State HI MSD (within-state) = 0.272
Rule: MAR = 5.0


In [7]:
msd_val_2, rule_2 = detect_bias(
    X2, y2,
    protected_list  = protected_attrs,
    continuous_list = continuous_feats,
    fp_map          = feature_map,
    seed            = seed,
    n_samples       = n_samples,
    method          = method,
    method_kwargs   = method_kwargs,
)

print(f"State {state1} MSD (within-state) = {msd_val_2:.3f}")
print("Rule:", " AND ".join(str(r) for _,r in rule_2))

[INFO] Seeding the run with seed=42


State HI MSD (within-state) = 0.329
Rule: MAR = 1.0 AND SEX = 1.0


## Interpret the Rules

Folktables encodes `MAR` (marital status) as:

| Code | Meaning       |
|------|---------------|
| 1    | Married       |
| 2    | Widowed       |
| 3    | Divorced      |
| 4    | Separated     |
| 5    | Never married |

And `SEX` as:

| Code | Meaning |
|------|---------|
| 1    | Male    |
| 2    | Female  |

- **State HI:** `MAR = 5.0` --> "Never married" people are underserved by up to **27.2 pp**.  
- **State ME:** `MAR = 1.0 AND SEX = 1.0` --> "Married men" are underserved by up to **32.9 pp**.  

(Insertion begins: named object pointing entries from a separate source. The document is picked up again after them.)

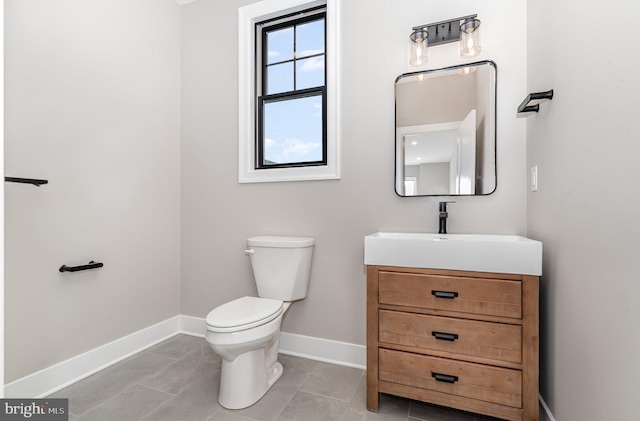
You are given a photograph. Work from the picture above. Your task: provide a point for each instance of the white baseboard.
(318, 349)
(58, 376)
(326, 350)
(546, 409)
(51, 379)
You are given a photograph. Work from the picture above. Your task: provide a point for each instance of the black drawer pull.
(445, 336)
(444, 294)
(444, 377)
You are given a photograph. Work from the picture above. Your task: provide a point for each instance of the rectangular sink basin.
(472, 252)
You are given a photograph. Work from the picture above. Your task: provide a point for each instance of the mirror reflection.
(446, 131)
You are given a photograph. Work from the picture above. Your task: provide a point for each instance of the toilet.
(246, 332)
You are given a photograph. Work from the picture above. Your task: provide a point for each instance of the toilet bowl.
(245, 332)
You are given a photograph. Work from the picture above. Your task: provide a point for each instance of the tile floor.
(178, 380)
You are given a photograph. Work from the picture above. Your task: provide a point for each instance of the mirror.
(446, 131)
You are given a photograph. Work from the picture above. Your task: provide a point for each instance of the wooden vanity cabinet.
(466, 340)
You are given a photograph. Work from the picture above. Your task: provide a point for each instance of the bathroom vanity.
(465, 339)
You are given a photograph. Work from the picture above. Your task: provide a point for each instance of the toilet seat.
(243, 313)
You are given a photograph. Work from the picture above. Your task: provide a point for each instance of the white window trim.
(247, 18)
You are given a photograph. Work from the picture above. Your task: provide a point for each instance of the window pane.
(310, 72)
(293, 131)
(280, 78)
(280, 45)
(310, 38)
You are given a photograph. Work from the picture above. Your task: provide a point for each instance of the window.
(291, 91)
(288, 85)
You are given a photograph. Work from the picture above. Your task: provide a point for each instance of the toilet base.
(244, 380)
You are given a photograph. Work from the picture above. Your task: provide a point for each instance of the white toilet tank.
(281, 266)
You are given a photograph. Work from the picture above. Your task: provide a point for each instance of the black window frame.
(262, 98)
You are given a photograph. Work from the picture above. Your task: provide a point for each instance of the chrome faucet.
(443, 214)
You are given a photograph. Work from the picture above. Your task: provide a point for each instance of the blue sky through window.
(293, 127)
(293, 130)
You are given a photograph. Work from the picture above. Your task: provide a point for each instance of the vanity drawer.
(496, 341)
(475, 381)
(492, 297)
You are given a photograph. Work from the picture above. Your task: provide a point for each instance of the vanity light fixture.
(465, 29)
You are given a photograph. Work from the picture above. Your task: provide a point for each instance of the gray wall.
(218, 214)
(92, 103)
(585, 145)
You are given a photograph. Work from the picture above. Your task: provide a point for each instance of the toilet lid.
(243, 313)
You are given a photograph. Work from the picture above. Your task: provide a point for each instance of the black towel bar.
(36, 182)
(531, 103)
(91, 265)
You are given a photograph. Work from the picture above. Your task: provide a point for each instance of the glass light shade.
(470, 38)
(419, 45)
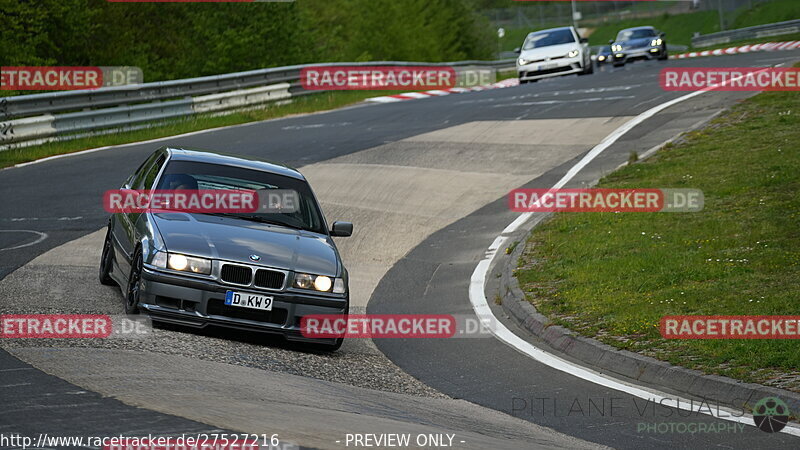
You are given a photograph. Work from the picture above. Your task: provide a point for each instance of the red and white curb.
(440, 92)
(765, 47)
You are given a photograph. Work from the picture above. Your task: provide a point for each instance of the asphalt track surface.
(61, 199)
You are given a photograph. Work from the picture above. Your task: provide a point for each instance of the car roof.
(647, 27)
(225, 159)
(550, 29)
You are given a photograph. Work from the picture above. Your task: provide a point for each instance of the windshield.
(547, 38)
(195, 175)
(640, 33)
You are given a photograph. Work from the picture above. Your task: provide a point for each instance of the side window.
(136, 179)
(145, 178)
(150, 178)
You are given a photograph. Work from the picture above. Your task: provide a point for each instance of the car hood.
(637, 43)
(548, 52)
(232, 239)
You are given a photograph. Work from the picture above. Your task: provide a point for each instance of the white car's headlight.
(320, 283)
(183, 263)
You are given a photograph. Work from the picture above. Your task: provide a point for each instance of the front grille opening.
(236, 274)
(269, 279)
(218, 307)
(549, 71)
(168, 302)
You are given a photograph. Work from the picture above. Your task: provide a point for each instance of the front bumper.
(638, 53)
(552, 68)
(199, 303)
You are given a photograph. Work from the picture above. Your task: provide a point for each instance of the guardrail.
(756, 32)
(28, 119)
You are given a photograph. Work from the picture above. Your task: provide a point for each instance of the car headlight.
(320, 283)
(183, 263)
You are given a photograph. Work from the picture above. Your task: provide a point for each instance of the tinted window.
(196, 175)
(145, 178)
(640, 33)
(547, 38)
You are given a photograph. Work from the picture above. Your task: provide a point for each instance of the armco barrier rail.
(756, 32)
(28, 119)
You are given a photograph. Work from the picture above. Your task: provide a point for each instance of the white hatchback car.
(553, 52)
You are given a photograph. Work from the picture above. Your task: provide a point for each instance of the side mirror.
(341, 229)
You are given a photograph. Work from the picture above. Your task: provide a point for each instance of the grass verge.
(613, 276)
(781, 38)
(307, 104)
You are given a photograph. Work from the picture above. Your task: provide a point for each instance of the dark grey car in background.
(638, 43)
(181, 267)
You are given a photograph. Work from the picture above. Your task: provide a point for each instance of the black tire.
(134, 285)
(106, 261)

## Cross-State Discrepancy

In [8]:
msd_cross, rule_cross = detect_bias_two_samples(
    X1, X2, 
    protected_list=protected_attrs,
    continuous_list=continuous_feats,
    fp_map=feature_map,
    seed=seed,
    n_samples=n_samples,
    method=method,
    method_kwargs=method_kwargs
)
print(f"HI vs ME MSD = {msd_cross:.3f}")
print("Rule: " + " AND ".join(str(r) for _,r in rule_cross))

[INFO] Seeding the run with seed=42


HI vs ME MSD = 0.709
Rule: RAC1P = 1.0


The **HI vs ME MSD** of **0.709** means that the subgroup  
**`RAC1P = 1.0`**  
("White" in the ACS race recode) differs by **70.9 percentage points** between Hawaii and Maine.

In other words, "White" individuals make up almost 71 pp more of one state's sample than the other's - this is by far the largest intersectional gap between the two populations.

## Conclusion

In this notebook, we have seen how **Maximum Subgroup Discrepancy (MSD)** can uncover both within-population and cross-population biases in a real-world dataset:

1. **Within-State Biases**  
   - For **Hawaii**, the most disadvantaged subgroup was defined by  
     `MAR = 5.0`  
     ("Never married"), with an MSD of **0.272**, indicating that "never married" individuals appear 27.2 pp more often in one outcome than the other.  
   - For **Maine**, the worst subgroup was  
     `MAR = 1.0 AND SEX = 1.0`  
     ("Married men"), with an MSD of **0.329**.

2. **Cross-State Drift**  
   - Comparing **Hawaii vs Maine**, the top rule was  
     `RAC1P = 1.0`  
     ("White"), with an MSD of **0.709** - an 70.9 pp gap in racial composition.



Feel free to play with different feature sets, years, or other folktables problems (ACSPublicCoverage, ACSMobility, ...).